1. For sticky rice, you need to go to an Asian grocery store and buy the type that says "Sweet Rice." That's what sticky rice is. It does taste sweeter than regular Jasmine steam rice. The key is to soak the rice for at least 30 minutes before cooking. My method is to steam it with one of those basketweaved-hat-shaped steamer/holder (don't know what the English word is for it) in a metal pot on the bottom, filled with boiling water, cover the rice with a lid. Both the "steamer" and metal pot (specifically for cooking sticky rice) are also available at the Asian grocery stores. Steaming time depends on the amount you're cooking (I just check after initial 15 minutes for the texture and color to see if it's fully cooked).

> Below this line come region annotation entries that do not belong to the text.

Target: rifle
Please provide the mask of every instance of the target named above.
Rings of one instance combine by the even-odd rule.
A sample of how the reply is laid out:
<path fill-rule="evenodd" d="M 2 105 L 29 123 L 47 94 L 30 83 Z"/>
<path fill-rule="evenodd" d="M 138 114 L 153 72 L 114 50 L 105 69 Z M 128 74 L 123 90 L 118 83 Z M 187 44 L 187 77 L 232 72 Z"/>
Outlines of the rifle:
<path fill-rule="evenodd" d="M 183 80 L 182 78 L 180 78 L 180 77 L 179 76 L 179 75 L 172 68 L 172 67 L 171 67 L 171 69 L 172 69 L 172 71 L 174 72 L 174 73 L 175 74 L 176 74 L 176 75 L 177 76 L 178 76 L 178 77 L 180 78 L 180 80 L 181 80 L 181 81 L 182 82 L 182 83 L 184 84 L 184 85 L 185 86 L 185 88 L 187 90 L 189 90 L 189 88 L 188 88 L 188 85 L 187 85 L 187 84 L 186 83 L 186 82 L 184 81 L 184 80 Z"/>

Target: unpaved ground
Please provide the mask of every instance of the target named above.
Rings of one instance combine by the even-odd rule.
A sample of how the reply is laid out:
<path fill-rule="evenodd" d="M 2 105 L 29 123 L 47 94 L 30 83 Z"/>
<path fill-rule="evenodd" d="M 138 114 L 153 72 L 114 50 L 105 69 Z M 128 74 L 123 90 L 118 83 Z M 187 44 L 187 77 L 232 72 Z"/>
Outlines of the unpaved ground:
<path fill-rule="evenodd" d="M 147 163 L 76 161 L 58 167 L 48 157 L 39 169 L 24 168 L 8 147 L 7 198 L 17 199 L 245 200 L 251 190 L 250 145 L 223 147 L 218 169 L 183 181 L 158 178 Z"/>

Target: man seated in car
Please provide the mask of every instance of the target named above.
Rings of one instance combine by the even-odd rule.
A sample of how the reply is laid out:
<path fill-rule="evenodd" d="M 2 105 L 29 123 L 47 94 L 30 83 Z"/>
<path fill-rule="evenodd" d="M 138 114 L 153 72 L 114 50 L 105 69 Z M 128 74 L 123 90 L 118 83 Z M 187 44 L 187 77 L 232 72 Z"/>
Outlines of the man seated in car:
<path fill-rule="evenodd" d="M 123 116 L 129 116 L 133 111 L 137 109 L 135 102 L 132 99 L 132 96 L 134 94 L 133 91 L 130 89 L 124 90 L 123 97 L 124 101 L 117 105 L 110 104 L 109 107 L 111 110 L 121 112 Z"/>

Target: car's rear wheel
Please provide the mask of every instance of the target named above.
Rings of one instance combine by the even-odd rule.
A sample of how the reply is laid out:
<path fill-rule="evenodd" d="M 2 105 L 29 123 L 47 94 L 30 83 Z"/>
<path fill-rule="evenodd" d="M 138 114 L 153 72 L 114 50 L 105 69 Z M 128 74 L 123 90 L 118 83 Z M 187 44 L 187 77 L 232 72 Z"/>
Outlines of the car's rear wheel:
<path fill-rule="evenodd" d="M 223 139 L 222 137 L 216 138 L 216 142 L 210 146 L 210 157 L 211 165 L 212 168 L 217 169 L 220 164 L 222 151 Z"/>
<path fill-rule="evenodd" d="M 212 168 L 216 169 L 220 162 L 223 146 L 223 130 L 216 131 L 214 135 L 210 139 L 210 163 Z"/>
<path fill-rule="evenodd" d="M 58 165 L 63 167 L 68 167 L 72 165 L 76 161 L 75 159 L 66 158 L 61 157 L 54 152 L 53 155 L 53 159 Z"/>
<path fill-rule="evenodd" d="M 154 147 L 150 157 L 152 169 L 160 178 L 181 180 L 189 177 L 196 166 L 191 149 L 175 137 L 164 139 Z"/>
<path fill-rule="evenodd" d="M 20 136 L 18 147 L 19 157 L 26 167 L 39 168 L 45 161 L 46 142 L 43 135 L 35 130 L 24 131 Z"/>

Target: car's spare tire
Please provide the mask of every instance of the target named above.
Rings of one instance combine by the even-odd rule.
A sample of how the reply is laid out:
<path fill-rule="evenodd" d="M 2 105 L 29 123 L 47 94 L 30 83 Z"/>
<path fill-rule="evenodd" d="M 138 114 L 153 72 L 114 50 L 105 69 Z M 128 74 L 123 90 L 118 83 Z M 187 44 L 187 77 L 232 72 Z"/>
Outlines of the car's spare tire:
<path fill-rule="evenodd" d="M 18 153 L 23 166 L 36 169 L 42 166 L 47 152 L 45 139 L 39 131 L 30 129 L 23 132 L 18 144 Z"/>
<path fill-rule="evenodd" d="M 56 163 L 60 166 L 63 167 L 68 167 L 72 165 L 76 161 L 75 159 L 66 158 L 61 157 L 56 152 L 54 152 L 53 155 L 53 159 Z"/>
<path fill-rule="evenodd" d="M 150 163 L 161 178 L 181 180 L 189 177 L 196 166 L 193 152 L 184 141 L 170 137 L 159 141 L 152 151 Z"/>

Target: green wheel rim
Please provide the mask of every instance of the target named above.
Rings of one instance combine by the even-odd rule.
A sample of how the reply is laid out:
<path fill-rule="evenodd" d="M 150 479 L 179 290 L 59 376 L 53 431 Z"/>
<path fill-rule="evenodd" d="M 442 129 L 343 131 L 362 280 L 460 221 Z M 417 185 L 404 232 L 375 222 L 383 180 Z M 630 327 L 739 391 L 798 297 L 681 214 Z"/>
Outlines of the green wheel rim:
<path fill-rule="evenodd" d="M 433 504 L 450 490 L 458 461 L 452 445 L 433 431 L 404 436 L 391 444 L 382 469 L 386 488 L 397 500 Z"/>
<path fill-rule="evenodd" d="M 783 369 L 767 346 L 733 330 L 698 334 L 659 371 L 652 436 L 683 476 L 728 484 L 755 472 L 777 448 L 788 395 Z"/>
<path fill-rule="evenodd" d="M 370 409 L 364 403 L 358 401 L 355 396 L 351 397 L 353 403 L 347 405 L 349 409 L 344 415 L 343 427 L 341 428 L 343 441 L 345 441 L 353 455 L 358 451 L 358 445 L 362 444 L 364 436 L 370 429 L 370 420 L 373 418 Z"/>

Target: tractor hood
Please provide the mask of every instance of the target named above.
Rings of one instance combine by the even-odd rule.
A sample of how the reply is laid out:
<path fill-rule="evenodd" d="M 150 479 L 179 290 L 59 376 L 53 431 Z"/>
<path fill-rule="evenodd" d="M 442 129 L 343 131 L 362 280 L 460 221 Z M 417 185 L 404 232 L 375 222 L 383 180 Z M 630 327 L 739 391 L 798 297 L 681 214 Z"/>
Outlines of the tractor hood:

2. For the regular steam rice, also best to shop from an Asian grocery store (instead of using Uncle Ben's, which I have tried, too), it's best to buy the type that says "Jasmine Rice" from Thailand. It MUST be from Thailand because of all the regular Jasmine rice available, the Thai crop has the BEST texture and taste, in comparison to Japanese, Taiwanese/Chinese, or Korean. The "Thai Crop 2007" (as each year's crop is stamped with the type of crop it is, if it's "new crop" or not) is the fluffiest I have seen in over 3 years. The key of cooking it into a "fluffy" texture is by "washing" it (actually rinsing by flipping and squeezing it repeatedly until the water turns white, pour out and change the water, rinse again) 5-6 times, until the water is "clear," which you can see through the water to the rice. And each annual crop's texture is slightly different in terms of how much water is needed to perfect that "fluffiness." In addition to the cup-measure method to gauge the water, which I personally use my wrist as the measure by placing my palm on top of the rice, one previous crop might require a certain cup that you're used to, but the next year's crop might require a bit more or less to obtain the similar degree of fluffiness. Then there are some (like the crop from 2 years ago) that just come out sticky no matter how much or less water you play around with. Remember, even after the button of the rice cooker pops up, and the light goes off, let the rice steam for another 10 minutes or so for it to be fully cooked. And don't ever try hot or warm water in attempt to shorten the cooking time, as this changes the texture outcome as well, because this doesn't allow enough time for the rice to soak up the water, and it will come out hard and undercooked.
I'm Vietnamese-Chinese. We eat rice at home every day, 3 meals a day, both Jasmine and sticky rice. And Thai sticky rice is my husband and daughter's favorite, so I cook that for Thai dishes as well.